NAIROBI (AFP) — Kenya wildlife authorities on Wednesday launched an ambitious programme to boost the country's small population of endangered black rhino, which was nearly wiped out by poachers.
The Kenya Wildlife Service's (KWS) programme aims to increase the numbers of black rhino from the current 540 to 700 over the next five years. There are only 3,725 black rhinos in the world in zoos and in the wild.
"Our target is to ensure that we have 2,000 (black) rhinos in the next 25 years, but this strategy is only for five years and our target is 700 black rhinos," KWS chief Julius Kipngetich told reporters.
Widespread poaching in the country slashed the black rhino population from about 20,000 in 1970 to to under 350 by 1990, but authorities have since increased surveillance to protect the rare animal.
"The poaching threat has largely been managed but it has not gone, " Kipngetich said, adding that surveillance was "at its highest ever."
The population has "made some recovery. In percentage terms it is dramatic recovery, but it absolute term it is not much," Kipngetich explained.
Referring to black rhinos, he said diseases were a threat that could "wipe them out," underlining that the population would be too small to withstand a major outbreak of disease.
Kenya has the third-largest rhino population in Africa behind South Africa and Namibia.
All Kenya's black rhinos have been kept in sanctuaries since 1985, but the agency will start releasing them to open spaces in February to reproduce naturally.
The agency will encourage communities living near national parks and game reserves to take up rhino conservation as part of their land use.

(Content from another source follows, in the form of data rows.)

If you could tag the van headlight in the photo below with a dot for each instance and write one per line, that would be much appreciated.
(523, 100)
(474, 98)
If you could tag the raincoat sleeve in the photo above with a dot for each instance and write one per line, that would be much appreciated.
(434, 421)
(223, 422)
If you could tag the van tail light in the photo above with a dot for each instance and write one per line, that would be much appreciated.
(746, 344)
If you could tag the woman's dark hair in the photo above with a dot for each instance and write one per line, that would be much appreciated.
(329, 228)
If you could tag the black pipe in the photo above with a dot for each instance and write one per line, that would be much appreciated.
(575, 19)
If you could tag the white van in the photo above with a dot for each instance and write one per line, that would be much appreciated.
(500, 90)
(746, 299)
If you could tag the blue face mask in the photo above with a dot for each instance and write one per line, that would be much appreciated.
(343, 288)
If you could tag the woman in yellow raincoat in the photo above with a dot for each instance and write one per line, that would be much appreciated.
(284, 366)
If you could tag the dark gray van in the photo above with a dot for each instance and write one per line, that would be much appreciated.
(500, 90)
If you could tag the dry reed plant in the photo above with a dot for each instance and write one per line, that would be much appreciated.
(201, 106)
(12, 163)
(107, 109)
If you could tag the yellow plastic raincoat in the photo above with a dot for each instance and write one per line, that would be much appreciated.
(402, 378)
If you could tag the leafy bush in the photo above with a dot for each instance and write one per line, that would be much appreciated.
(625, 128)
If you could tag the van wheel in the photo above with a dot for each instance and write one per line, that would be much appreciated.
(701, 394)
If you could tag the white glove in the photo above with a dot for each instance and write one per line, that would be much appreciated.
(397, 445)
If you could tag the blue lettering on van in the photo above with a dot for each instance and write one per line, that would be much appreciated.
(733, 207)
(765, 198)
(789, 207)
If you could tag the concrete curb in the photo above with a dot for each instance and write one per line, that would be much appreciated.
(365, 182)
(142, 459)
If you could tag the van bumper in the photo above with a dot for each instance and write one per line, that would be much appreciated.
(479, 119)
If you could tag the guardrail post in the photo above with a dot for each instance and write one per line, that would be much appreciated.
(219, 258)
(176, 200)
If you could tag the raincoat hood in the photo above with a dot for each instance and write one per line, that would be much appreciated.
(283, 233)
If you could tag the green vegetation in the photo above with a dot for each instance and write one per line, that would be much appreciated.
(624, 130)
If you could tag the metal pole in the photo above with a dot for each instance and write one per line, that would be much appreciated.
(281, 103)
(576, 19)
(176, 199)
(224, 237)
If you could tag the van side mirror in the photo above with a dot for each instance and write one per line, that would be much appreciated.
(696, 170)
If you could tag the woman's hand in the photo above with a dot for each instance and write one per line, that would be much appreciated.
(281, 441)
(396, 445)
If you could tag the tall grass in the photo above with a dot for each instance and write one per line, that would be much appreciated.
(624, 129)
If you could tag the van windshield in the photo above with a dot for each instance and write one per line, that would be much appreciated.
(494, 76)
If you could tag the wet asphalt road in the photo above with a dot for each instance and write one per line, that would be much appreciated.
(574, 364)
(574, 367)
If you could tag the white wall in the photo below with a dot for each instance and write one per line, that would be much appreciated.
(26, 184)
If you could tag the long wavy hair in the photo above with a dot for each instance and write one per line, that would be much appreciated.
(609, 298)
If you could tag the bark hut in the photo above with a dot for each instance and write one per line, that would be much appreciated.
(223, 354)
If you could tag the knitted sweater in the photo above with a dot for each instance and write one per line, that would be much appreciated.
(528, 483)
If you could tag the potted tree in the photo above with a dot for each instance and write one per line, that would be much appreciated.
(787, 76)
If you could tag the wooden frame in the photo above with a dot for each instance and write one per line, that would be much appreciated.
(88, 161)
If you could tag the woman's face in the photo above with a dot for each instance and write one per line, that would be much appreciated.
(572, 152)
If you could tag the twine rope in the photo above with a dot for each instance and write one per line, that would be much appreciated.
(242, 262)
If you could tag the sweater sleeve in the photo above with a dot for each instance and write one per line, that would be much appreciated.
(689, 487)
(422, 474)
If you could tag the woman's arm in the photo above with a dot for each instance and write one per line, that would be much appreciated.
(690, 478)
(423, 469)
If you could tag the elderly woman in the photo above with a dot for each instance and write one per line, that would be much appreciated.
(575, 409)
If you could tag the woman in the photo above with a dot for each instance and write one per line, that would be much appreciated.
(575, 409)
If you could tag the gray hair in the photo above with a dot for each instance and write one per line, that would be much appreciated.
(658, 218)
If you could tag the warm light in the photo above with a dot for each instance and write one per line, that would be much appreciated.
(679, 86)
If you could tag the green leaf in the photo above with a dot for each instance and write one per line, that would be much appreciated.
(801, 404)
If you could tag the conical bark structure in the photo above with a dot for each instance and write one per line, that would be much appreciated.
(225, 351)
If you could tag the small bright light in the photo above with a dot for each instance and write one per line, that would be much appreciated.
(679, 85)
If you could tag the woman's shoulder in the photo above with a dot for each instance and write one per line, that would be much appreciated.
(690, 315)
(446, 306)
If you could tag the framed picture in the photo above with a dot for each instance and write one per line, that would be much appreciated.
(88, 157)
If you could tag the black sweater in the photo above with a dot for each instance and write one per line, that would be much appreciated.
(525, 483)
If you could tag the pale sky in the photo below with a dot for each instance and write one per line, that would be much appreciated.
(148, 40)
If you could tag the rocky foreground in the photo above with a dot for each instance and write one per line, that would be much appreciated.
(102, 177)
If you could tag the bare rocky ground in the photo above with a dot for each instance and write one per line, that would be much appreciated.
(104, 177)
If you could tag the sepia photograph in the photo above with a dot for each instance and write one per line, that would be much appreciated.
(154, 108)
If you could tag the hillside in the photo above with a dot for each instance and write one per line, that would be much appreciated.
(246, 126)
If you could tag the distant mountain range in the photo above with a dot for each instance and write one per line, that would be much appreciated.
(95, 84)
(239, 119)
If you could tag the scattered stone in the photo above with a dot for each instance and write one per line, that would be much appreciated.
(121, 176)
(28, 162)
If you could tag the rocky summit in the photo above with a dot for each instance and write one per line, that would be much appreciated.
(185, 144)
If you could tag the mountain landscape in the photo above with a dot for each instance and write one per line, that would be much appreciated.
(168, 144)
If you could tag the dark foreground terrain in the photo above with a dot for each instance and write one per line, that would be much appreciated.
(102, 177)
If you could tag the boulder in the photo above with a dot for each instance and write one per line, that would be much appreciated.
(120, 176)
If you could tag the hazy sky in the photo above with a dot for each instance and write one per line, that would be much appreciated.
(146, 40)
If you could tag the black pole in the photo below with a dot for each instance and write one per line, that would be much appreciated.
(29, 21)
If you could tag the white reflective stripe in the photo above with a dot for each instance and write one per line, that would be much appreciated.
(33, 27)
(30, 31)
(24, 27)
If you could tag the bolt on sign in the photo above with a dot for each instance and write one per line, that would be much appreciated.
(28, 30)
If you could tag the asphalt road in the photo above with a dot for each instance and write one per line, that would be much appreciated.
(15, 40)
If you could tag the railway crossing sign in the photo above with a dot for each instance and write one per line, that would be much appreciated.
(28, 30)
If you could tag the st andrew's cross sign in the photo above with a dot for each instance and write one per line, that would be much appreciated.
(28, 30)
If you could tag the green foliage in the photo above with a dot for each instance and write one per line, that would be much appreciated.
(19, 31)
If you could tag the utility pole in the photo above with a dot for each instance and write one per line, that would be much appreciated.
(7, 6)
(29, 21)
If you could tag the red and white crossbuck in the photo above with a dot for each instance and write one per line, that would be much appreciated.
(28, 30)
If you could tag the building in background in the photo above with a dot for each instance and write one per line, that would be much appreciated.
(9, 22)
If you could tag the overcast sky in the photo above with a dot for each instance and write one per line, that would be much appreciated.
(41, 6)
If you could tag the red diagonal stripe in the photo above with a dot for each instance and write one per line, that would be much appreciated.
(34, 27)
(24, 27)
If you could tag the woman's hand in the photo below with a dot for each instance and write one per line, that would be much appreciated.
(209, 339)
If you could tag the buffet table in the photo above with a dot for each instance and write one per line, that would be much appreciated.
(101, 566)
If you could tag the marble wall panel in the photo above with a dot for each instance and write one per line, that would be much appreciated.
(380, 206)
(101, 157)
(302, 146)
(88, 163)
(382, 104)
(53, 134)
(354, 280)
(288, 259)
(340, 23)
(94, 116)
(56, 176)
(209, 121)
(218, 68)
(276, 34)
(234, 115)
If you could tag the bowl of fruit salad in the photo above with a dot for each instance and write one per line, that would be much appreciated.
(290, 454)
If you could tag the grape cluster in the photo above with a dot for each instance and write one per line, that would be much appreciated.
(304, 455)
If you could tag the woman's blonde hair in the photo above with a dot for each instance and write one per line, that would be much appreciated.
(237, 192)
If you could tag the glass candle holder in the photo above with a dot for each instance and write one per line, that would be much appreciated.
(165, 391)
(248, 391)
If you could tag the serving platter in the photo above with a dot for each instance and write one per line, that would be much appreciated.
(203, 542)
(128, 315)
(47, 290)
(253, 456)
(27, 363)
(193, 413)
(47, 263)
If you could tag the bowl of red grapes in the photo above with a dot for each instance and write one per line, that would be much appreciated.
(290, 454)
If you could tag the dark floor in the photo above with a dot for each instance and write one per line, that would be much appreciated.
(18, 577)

"This has worked successfully and we think that it is a new frontier and a new window of opportunity in growing our rhino numbers," the KWS chief explained.
Kenya also holds some 280 southern white rhino that contribute to conservation efforts for the rare species. These serve as a reservoir of white rhino for northern Africa given the likely extinction of the northern subspecies.
The KWS is currently operating on an overall budget of 4.04 billion shillings (60.4 million dollars) for all conservation activities, but is seeking seven billion shillings (104.6 million dollars) by 2010.
Trade in rhino horns is banned but they fetch high prices on Asian black markets due to their believed medicinal and aphrodisiac properties, as well as in the Middle East where they are used as decorative dagger handles by wealthy Arab elites.